Feel free to correct me if I’ve misunderstood, but if humanism elevates and promotes the value and dignity of the individual human person, then in many ways, wouldn’t the Catholic Church have quite a significant humanistic component to its doctrine? I was just reading their compendium of social doctrine, and was struck by the frequent reference to the dignity of the human person and of the duty of the church to uphold and defend that. Do a search on the word “dignity,” and tell me if you agree.

Cheryl in Tacoma

Oh, I just now got to the part of your broadcast (I had to shut off the FreeStream as I was going into a meeting of the Green Party) where you talk about Pope Francis’ statement. Here’s an article for reference. Keep in mind that this man has been steeped in the Catholic religion his whole life, and therefore regards being made in God’s own image humanity’s claim to dignity. I don’t expect you to agree with that, but one intriguing topic I might like to see on the show someday is “What is the basis for humanism?” I am… Read more »

Cheryl in Tacoma

Also, please note that the Pontiff didn’t say atheism causes a throw-away culture — it’s the other way around. He said that our throw-away culture “effects” (produces?) a “practical” (in-practice, de facto) atheism by denying the Divine imprint on us. I don’t see this as a knock on atheism, per se, but a knock on the modern throw-away culture — and I entirely agree that we have become a culture too ready to embrace the concept of disposability. Yes, I know that the word atheism, when used by the Pope, is a hot-button word on this program, but if I… Read more »

Cheryl in Tacoma

I would also like to know more about the opposition atheists face in certain places in the country. Living in the Pacific-Northwest area, I don’t see it at all, and don’t understand the sense of outrage atheists feel. Your program would be a great vehicle for educating the larger public about the opposition you face. I’ll bet a lot of people, even within the faith community, would support you, just like a lot of straight people support the LGBT rights movement.
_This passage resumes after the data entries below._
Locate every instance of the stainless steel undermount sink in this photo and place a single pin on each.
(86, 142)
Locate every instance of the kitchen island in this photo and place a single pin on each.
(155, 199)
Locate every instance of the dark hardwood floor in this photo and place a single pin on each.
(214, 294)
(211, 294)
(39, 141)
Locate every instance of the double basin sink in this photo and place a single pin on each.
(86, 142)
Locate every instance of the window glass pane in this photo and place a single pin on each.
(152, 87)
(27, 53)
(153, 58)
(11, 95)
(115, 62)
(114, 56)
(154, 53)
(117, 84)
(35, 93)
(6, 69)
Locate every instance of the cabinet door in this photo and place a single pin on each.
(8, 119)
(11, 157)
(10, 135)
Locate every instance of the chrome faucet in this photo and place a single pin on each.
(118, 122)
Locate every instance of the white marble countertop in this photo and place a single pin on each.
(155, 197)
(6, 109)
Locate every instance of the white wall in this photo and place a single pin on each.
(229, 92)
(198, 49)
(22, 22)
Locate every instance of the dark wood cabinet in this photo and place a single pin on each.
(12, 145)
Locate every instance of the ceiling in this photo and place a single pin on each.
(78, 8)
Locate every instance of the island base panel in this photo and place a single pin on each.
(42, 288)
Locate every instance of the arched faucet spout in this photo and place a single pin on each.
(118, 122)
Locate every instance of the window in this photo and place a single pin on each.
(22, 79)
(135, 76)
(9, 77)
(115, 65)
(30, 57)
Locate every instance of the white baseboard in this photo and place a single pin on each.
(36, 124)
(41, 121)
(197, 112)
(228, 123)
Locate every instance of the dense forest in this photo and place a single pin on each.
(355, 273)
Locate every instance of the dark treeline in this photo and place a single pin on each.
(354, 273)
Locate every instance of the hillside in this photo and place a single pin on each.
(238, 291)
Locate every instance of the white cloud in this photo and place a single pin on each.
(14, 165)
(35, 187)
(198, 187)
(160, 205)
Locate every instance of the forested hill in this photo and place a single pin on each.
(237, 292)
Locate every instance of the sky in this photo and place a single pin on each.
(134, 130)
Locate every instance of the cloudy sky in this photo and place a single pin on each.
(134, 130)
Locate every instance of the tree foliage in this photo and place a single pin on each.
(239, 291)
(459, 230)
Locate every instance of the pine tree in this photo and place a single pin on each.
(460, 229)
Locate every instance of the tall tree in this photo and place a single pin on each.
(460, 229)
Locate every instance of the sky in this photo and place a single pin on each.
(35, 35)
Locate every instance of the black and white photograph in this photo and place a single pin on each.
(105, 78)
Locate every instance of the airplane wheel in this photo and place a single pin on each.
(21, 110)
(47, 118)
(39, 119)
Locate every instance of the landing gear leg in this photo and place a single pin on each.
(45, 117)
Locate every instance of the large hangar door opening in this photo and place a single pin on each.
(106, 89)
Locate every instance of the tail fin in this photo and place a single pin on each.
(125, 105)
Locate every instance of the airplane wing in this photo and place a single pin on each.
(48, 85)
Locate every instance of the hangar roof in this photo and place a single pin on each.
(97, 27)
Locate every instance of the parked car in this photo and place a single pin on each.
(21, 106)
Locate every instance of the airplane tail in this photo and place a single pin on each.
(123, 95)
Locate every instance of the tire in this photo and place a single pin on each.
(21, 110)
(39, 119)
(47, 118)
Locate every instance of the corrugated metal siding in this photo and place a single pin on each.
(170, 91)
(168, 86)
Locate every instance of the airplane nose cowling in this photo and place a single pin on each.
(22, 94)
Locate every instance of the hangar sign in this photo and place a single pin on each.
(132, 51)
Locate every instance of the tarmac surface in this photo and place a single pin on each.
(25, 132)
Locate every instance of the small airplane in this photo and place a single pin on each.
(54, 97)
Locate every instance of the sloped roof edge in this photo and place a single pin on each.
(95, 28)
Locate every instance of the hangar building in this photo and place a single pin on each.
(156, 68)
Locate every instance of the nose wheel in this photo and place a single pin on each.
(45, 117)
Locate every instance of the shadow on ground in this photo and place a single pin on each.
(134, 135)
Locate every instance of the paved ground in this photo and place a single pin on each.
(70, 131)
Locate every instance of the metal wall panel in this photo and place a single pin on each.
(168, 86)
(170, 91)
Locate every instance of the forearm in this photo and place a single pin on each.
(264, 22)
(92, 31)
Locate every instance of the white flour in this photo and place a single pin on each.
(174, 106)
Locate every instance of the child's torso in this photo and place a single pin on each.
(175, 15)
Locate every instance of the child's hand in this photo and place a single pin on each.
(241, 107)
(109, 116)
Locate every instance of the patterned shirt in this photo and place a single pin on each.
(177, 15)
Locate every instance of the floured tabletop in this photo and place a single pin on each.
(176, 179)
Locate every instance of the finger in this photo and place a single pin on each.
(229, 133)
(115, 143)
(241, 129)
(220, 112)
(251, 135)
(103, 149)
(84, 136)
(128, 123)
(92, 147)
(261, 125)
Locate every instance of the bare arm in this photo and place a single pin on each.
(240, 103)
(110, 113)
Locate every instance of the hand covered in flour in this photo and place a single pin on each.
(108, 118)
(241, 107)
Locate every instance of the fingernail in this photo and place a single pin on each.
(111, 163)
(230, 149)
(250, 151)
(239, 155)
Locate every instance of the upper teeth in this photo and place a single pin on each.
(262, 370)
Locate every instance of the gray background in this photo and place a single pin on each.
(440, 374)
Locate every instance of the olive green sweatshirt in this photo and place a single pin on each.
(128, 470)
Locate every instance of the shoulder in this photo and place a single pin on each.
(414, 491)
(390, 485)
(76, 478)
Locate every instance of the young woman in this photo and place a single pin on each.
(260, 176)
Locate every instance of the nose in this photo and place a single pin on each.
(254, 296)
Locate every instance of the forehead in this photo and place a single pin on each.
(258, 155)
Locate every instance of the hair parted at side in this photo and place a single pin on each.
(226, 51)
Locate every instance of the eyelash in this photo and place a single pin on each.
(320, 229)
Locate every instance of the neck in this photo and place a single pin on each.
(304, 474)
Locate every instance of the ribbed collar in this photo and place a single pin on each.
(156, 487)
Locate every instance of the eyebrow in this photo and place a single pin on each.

At the end of this episode, the hosts were talking about terrorism, and how often people put the adjective “Islamic” in front of it. At one point, Sam mentioned that there’s more Christian terrorism than Muslim. Is there a source for this? The reason I ask is that it seems that hardly a week goes by without a bombing in Syria or Afghanistan or Iraq, often with tens of victims, while Christian terrorism seems to be comparatively rare. Usually it’s an attack on abortion providers, often with one or two victims. Yes, you have things like the Oklahoma City bombing,… Read more »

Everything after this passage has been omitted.